Según la tercera opinión, (la de Rabí Elazar hijo de Rabí Yosí) atribuyese la falta cometida a los términos en que fue formulado el requerimiento, por el gentío corrompido. No solicitaron rey con el fin de cumplir el precepto, sino por el deseo de imitar, y por los efectos de su voluntad corrupta de igualarse a las naciones que se encontraban en sus alrededores. En eso consistió su falta.

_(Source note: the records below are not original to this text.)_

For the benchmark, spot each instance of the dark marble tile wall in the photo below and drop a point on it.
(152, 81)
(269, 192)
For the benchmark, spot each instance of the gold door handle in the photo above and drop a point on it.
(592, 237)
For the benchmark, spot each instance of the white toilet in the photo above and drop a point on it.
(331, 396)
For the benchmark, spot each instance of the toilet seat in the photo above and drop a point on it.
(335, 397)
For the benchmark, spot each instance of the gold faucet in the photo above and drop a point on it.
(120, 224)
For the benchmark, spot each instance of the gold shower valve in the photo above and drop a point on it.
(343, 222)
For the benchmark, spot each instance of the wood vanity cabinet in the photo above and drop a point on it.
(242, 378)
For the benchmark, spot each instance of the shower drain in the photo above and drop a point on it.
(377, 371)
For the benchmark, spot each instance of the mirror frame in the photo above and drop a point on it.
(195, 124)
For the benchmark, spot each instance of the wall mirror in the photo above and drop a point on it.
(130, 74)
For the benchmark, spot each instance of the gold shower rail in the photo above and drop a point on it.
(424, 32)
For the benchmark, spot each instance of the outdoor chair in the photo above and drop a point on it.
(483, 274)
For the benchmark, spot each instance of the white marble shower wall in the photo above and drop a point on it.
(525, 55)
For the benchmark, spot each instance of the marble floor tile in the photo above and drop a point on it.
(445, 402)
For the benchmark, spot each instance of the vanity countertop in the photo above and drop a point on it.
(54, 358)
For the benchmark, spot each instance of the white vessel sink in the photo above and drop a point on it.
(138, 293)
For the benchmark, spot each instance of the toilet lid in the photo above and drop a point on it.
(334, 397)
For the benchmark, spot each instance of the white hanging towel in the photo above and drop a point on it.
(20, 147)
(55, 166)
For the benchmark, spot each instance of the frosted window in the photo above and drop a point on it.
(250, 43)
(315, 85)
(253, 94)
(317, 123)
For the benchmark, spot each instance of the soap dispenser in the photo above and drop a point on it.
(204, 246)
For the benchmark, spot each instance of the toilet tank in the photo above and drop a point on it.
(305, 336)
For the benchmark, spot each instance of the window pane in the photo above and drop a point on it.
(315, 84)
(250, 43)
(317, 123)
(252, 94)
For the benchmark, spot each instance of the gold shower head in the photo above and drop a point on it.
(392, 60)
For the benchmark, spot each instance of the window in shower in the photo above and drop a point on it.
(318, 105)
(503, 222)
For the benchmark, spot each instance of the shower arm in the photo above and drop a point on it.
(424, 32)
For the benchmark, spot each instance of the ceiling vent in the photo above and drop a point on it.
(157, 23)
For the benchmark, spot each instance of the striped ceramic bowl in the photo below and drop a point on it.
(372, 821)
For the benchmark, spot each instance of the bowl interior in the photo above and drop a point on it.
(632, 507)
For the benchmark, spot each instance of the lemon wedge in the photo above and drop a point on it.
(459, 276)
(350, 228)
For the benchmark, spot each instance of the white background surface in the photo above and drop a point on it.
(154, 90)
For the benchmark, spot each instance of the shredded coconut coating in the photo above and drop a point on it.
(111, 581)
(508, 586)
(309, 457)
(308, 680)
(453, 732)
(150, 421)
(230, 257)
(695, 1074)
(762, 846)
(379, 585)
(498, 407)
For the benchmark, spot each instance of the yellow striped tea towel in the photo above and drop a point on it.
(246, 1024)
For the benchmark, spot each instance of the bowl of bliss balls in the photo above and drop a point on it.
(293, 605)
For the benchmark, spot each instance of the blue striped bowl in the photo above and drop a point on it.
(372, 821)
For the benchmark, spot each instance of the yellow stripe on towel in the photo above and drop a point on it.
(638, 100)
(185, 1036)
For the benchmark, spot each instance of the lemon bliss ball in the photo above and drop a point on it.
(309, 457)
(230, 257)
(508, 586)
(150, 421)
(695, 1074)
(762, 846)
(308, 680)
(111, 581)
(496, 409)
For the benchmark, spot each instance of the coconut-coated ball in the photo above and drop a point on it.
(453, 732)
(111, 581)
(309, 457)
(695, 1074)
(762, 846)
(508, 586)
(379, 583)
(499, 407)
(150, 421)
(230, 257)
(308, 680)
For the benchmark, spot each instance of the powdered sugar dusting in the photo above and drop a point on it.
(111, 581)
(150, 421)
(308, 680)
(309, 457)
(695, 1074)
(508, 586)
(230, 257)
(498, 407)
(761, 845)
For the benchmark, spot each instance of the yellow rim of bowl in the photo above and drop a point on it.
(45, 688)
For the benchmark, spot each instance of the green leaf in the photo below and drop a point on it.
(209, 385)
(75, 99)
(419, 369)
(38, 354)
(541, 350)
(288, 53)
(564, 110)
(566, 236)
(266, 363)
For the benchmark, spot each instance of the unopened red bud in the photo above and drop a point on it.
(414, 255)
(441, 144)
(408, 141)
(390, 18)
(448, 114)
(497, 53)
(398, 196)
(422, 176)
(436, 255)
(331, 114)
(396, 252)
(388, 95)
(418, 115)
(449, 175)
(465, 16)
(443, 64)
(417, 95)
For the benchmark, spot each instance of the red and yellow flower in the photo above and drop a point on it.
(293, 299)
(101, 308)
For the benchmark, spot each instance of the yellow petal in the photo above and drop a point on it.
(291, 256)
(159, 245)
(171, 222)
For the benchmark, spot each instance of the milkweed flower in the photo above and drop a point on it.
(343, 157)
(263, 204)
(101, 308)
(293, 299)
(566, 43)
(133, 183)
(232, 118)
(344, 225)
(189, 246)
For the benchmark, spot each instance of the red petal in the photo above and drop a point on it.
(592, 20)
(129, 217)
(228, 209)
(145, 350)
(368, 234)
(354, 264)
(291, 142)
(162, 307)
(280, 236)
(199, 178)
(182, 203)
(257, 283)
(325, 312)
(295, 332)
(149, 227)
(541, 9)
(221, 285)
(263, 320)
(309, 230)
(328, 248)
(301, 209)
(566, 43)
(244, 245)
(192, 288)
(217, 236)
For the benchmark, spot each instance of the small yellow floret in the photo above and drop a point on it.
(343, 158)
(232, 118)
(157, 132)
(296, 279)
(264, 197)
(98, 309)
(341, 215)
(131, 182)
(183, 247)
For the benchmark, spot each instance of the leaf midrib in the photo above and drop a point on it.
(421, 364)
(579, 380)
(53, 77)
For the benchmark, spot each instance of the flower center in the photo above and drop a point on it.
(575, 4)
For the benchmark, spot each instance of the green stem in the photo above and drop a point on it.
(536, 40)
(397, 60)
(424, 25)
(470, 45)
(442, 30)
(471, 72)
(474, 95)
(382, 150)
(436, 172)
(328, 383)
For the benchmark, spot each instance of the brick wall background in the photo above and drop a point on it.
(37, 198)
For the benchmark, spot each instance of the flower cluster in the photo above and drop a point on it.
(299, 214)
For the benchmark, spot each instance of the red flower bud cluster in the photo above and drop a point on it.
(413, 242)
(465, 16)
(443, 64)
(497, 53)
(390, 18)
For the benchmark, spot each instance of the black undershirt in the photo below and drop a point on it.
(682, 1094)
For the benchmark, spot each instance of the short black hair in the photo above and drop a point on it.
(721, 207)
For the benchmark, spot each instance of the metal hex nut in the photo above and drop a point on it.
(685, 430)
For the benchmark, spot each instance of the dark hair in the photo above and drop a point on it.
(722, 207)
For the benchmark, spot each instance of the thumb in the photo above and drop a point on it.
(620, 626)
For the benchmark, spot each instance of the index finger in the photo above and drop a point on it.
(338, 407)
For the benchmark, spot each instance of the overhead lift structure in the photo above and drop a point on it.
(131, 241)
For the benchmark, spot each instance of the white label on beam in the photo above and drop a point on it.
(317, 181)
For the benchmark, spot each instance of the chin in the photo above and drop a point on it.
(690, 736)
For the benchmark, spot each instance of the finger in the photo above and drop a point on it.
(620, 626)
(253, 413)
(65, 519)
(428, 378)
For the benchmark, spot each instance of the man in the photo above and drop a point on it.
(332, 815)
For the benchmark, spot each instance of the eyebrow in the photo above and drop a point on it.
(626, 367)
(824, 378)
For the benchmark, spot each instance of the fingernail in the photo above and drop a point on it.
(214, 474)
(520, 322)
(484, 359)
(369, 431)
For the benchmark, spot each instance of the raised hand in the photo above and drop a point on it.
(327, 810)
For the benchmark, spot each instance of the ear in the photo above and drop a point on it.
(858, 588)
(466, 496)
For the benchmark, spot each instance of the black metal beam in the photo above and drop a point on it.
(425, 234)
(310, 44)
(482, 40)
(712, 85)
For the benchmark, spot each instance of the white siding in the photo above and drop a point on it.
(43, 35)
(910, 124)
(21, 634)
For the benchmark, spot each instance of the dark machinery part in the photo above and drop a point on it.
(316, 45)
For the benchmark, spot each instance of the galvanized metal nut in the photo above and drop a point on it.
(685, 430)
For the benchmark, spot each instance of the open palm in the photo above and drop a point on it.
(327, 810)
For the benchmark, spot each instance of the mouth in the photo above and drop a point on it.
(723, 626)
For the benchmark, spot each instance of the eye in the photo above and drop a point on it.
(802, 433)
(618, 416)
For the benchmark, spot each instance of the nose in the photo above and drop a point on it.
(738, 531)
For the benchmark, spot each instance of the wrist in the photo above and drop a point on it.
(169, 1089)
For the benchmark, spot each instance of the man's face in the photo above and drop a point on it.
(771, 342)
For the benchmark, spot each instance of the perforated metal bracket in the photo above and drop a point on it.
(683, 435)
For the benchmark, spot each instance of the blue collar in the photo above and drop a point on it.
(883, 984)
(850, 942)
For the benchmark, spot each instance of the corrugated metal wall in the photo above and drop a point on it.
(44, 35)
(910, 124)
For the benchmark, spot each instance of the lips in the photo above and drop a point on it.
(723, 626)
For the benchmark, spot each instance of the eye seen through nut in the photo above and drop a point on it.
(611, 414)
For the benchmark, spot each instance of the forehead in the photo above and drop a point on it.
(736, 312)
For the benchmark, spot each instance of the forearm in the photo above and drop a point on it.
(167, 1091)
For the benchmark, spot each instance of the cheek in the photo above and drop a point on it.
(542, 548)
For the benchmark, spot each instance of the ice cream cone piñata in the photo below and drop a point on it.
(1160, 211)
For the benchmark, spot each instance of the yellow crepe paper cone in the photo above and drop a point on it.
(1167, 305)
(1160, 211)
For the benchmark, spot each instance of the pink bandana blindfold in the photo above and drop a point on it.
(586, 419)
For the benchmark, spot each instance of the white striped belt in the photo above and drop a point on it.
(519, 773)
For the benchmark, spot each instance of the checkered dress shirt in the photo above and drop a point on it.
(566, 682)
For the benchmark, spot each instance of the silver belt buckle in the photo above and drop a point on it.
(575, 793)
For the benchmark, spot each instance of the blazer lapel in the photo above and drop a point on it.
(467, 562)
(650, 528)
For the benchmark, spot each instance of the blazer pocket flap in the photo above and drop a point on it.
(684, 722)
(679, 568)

En el mismo sentido dijo Rabí Nisím, en sus homilías referidas a la Torá:

Si habrían requerido simplemente un rey, diciendo: “pon sobre nosotros un rey.. .”, no se les habría atribuido por ello pecado alguno, por el contrario lo consideraríamos mérito.

Pero, resta aún por preguntar: Si la formulación del requerimiento se ajusta exactamente al texto que figura en la Torá: “yo quiero poner sobre mí un rey, como todas las naciones que están en mis alrededores”. ¿cuál es pues el pecado atribuible?

Observemos pues la opinión de Rabí Nehoraí:

Este capítulo fue enunciado sólo en anticipación a sus futuras murmuraciones.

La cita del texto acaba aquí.